[Haskell-cafe] Wishful thinking: a text editor that expands function applications into function definitions

Zachary Turner divisortheory at gmail.com
Thu Apr 2 20:24:42 EDT 2009

It seems like a neat feature, and it could just be my inexperience with
Haskell but it doesn't seem "killer".  For example, why would you want to
expand readLine like that if you already have it defined?  It seems to
defeat much of the benefit of functional languages in the first place, which
is that it's so easy to reuse code by composing functions into new
functions.  I can see the case where you're passing all constants to a
function, because then supposedly inlining it might be more efficient, but I
would think the compiler would optimize most of the cases for you anyway.

One feature that I -do- think would be killer though, is the ability for the
editor to do a mouse-over tooltip of a) function definitions, and b)
arbitrary expressions.  So like in your example above, hovering the mouse
over `minus` in the expression p1 `minus` p2 would pop up a two line tooltip
that looked like this

minus :: (Num a, Num b, Num c) => (a,b,c) -> (a,b,c) -> (a,b,c)
minus :: first -> second -> (a,b,c)

Something along those lines.  It's nice to be able to see names of function
arguments without having to navigate away from the line you're editing.
This isn't the killer yet though since it's actually pretty standard for
most sufficiently advanced programming language IDEs.  The killer is that
the mouse-over event would also look one line above the function definition
for a comment.  It would then scan backward until it finds no more
comments.  It would then display that text above the function definition.
It's great having a type signature, but comments would just be icing on the

For arbitrary expressions, suppose you had the following function:

replaceItem :: [a] -> (a -> Bool) -> a -> [a]
let replaceItem xs pred = (: filter (not.pred) xs)

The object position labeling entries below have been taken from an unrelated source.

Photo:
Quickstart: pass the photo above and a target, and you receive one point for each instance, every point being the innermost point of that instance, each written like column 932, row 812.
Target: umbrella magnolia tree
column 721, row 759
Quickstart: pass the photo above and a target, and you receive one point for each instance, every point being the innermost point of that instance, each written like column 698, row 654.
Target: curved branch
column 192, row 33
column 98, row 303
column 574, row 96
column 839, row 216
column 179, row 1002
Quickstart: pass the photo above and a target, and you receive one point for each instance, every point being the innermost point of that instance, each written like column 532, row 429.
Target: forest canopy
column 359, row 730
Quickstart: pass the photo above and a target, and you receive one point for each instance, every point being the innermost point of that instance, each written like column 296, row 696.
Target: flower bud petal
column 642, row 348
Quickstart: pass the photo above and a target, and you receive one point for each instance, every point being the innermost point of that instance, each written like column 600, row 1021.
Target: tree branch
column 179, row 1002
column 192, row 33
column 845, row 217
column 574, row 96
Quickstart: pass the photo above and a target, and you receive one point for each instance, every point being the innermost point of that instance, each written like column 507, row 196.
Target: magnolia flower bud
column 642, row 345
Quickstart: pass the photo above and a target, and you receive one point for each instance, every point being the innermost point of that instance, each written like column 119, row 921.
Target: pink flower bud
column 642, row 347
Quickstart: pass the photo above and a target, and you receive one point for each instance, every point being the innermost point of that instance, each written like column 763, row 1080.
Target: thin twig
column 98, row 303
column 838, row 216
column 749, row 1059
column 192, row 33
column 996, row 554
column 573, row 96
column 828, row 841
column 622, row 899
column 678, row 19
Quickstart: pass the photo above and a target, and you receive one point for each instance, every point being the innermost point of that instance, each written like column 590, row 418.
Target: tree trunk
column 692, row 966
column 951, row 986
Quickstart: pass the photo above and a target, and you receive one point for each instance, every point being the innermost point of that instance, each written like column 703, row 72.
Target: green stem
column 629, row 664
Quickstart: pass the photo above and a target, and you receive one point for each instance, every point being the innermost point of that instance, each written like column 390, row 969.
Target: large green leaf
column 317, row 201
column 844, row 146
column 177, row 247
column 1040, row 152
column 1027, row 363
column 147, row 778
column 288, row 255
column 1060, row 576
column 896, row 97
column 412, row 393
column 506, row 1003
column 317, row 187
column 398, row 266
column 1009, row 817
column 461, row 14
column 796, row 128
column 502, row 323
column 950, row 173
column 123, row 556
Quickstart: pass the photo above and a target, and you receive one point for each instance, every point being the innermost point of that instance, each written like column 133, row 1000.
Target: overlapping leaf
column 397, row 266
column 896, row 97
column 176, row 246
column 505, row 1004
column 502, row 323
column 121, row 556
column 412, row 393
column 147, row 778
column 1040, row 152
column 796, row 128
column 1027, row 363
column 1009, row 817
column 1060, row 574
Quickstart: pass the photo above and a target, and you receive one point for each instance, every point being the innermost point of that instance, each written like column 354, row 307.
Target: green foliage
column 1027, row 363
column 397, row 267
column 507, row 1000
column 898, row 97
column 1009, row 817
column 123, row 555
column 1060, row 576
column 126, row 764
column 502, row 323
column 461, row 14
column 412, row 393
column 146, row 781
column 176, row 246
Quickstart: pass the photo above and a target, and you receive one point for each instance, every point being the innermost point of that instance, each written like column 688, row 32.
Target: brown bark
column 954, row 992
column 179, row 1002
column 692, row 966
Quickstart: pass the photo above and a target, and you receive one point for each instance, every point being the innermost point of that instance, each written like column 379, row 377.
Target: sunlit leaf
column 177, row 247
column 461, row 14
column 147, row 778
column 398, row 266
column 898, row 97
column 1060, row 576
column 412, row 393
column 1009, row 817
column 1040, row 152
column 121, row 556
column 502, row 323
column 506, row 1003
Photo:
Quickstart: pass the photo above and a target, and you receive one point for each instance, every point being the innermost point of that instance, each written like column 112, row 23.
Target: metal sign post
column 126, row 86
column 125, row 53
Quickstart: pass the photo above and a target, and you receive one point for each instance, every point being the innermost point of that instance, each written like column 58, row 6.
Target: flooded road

You then highlight the text "filter (not.pred)" and hover over the
highlighted text.  The mouse then pops up a tooltip that says "[a] -> [a]".
That would be killer IMO

On Thu, Apr 2, 2009 at 7:01 PM, Duane Johnson <duane.johnson at gmail.com>wrote:

> So I was thinking about a "killer feature" for a text editor.  Wouldn't it
> be neat if you could expand function calls into their definitions, in-place?
> For example, suppose we have "minus" defined like so, somewhere in another
> file:
>  minus (a, b, c) (x, y, z) = (a - x, b - y, c - z)
> Later, we make use of the function in our current context:
>  let p1 = (1, 2, 3)
>>     p2 = (4, 5, 6)
>> in p1 `minus` p2
> By telling the editor to "expand" the minus, we get a temporary replacing
> of the above with:
>  (1 - 4, 2 - 5, 3 - 6)
> Another example:
>   parse s = map readLine ls
> And supposing that readLine is defined somewhere else, moving the cursor to
> readLine in the line above and "expanding" becomes:
>   parse s = map (\line -> words $ dropWhile (== ' ') line)
> This is all pretty standard for the kinds of things we do in Haskell to
> work it out by hand, but is there any reason the parser couldn't do this?  I
> think it would be even harder to do automatically in any other language.
>  Maybe it's already been attempted or done?